Gardaab (Whirlpool) is a 2016 Pakistani drama film directed by Harune Massey, written by Harune Massey, Saleemullah Nasir and produced by Mazhar Zaidi under the production banner of Matteela Films. The film features Fawad Khan and Amna Ilyas in the main cast. It also features Gohar Rasheed, Nimra Bucha, Adnan Shah Tipu, Mohammad Javed and Khalid Ahmed.

== Cast ==
- Fawad Khan as Shahbaz
- Amna Ilyas as Parveen
- Gohar Rasheed as Yousaf
- Adnan Shah Tipu as Maywa Jaan
- Nimra Bucha
- Mohammed Javed as Akmal
- Khalid Ahmed as Firdous Khan
- Shama Askari as Miss Christina
- Arif Hassan as Abdullah Jaan
- Gule Rana as Mother

== Production ==
Whilst speaking to Express Tribune, producer Mazhar Zaidi said the film was about a serious love story which was set against the bacdrop of Karachi, which has suffered a lot of turmoil.
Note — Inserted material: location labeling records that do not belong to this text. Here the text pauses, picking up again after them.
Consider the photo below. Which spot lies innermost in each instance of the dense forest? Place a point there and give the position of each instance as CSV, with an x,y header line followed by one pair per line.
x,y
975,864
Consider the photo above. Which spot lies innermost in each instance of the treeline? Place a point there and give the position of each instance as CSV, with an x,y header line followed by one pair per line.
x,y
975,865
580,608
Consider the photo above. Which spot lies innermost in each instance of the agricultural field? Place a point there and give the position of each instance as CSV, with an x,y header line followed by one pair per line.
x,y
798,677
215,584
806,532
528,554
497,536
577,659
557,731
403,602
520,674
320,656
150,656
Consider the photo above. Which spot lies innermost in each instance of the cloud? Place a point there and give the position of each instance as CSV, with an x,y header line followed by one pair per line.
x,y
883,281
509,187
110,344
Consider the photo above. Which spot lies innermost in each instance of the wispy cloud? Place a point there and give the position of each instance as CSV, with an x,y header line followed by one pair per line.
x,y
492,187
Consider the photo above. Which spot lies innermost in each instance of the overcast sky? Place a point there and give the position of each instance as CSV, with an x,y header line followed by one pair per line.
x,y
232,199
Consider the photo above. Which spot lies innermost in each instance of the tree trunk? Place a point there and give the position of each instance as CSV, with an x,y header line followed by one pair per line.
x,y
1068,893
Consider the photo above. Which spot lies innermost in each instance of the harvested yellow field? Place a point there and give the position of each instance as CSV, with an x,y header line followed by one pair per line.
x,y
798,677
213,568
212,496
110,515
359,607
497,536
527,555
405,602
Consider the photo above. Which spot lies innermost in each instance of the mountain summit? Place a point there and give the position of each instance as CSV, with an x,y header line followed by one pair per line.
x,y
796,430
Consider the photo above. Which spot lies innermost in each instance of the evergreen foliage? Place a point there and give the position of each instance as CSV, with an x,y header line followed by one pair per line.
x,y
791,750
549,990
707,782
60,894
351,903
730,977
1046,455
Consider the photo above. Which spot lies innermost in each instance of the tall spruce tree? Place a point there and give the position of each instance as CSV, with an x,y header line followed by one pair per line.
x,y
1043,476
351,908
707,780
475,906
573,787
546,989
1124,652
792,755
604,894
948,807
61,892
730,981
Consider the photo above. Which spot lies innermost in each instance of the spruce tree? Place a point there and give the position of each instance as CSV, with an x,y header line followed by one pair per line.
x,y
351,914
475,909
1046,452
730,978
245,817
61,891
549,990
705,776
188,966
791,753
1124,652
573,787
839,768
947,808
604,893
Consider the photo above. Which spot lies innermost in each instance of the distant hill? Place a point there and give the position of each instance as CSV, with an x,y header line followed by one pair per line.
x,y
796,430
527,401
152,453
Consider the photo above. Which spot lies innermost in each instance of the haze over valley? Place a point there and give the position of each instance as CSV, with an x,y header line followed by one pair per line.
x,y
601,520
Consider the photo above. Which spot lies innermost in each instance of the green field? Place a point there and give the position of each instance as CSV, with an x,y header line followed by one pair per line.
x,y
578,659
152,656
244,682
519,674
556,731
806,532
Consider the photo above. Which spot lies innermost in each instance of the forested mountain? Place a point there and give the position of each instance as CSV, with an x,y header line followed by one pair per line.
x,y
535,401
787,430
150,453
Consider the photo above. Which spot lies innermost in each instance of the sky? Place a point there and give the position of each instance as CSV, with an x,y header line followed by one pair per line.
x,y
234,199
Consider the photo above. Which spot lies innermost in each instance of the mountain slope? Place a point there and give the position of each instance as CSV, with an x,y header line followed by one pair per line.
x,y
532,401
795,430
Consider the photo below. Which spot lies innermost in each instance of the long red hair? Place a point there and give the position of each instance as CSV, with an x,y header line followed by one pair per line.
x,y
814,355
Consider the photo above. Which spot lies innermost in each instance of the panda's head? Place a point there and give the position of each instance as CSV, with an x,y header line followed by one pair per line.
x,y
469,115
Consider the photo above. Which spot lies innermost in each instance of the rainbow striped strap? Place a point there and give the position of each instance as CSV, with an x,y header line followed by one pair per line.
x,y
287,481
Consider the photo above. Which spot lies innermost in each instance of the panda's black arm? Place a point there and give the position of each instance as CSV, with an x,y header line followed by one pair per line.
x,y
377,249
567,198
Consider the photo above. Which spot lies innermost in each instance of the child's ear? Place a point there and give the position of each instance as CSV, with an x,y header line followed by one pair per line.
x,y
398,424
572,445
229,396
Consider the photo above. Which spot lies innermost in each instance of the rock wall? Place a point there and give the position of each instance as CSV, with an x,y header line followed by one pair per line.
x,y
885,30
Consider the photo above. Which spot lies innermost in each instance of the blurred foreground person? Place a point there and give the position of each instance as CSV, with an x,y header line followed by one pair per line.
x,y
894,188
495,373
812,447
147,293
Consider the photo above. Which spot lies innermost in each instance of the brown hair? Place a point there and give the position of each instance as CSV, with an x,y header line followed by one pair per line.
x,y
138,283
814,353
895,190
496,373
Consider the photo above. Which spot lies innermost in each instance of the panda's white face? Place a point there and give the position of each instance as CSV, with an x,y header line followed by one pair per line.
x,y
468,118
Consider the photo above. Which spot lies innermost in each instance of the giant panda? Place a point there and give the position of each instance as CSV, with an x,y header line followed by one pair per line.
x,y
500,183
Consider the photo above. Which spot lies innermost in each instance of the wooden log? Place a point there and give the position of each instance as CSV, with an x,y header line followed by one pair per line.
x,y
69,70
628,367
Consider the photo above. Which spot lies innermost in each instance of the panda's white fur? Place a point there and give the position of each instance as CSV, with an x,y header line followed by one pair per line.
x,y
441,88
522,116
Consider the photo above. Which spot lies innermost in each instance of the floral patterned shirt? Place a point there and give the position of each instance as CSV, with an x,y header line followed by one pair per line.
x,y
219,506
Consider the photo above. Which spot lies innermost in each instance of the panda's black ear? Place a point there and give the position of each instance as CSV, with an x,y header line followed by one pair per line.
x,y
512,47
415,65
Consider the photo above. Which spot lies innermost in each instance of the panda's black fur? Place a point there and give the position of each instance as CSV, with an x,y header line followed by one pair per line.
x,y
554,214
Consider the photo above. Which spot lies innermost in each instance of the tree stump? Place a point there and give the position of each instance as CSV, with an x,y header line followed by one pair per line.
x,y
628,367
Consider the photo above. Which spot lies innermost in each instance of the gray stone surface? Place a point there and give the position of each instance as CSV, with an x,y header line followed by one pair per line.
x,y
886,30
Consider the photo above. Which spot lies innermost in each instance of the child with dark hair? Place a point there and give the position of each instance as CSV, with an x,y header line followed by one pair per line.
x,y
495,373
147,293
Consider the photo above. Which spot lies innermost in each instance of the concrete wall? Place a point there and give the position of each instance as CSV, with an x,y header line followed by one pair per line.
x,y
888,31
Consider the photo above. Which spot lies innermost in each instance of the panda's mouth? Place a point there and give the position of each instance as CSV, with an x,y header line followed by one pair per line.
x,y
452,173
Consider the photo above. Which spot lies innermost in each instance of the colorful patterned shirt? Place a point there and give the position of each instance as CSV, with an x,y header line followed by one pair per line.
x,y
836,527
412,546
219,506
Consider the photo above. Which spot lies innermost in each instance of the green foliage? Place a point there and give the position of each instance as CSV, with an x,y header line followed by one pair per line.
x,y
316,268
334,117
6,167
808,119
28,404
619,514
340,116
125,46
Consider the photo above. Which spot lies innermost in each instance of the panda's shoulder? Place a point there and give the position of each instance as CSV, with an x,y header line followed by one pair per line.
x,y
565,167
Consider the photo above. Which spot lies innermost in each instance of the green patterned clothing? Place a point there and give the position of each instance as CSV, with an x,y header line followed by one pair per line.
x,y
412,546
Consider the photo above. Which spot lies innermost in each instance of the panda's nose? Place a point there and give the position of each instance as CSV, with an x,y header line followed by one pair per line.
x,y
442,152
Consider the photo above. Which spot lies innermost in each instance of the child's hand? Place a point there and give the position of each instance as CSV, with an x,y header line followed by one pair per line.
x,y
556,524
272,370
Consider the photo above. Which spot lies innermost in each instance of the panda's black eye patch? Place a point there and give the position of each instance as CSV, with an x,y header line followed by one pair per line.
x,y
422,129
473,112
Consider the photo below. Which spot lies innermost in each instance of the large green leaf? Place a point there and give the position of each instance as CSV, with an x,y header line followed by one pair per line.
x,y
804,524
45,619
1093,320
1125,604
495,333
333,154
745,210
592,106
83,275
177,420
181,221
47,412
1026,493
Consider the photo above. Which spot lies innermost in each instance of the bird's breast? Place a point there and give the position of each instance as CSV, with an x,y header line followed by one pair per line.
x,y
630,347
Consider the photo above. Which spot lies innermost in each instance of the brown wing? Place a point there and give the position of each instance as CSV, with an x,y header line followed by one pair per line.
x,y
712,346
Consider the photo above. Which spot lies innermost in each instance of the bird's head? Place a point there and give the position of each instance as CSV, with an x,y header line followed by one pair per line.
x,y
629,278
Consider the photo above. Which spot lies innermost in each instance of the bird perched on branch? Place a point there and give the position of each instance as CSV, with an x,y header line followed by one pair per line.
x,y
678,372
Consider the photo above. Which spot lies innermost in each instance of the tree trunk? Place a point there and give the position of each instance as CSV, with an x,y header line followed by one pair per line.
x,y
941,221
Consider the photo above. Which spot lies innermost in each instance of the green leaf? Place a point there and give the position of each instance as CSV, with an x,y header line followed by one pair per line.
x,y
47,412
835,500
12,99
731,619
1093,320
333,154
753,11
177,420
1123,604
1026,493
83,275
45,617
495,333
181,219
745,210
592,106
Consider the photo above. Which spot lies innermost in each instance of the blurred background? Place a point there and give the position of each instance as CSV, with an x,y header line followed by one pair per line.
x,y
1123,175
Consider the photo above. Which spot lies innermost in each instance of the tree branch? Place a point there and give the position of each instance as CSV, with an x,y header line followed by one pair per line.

Director Harune Massey originally had planned to make a short film but due to the scale of the subject matter the project was turned into a feature-length romantic thriller. The film production began in 2015. Fawad Khan said of the plot that the film is a loose adaptation of Romeo and Juliet.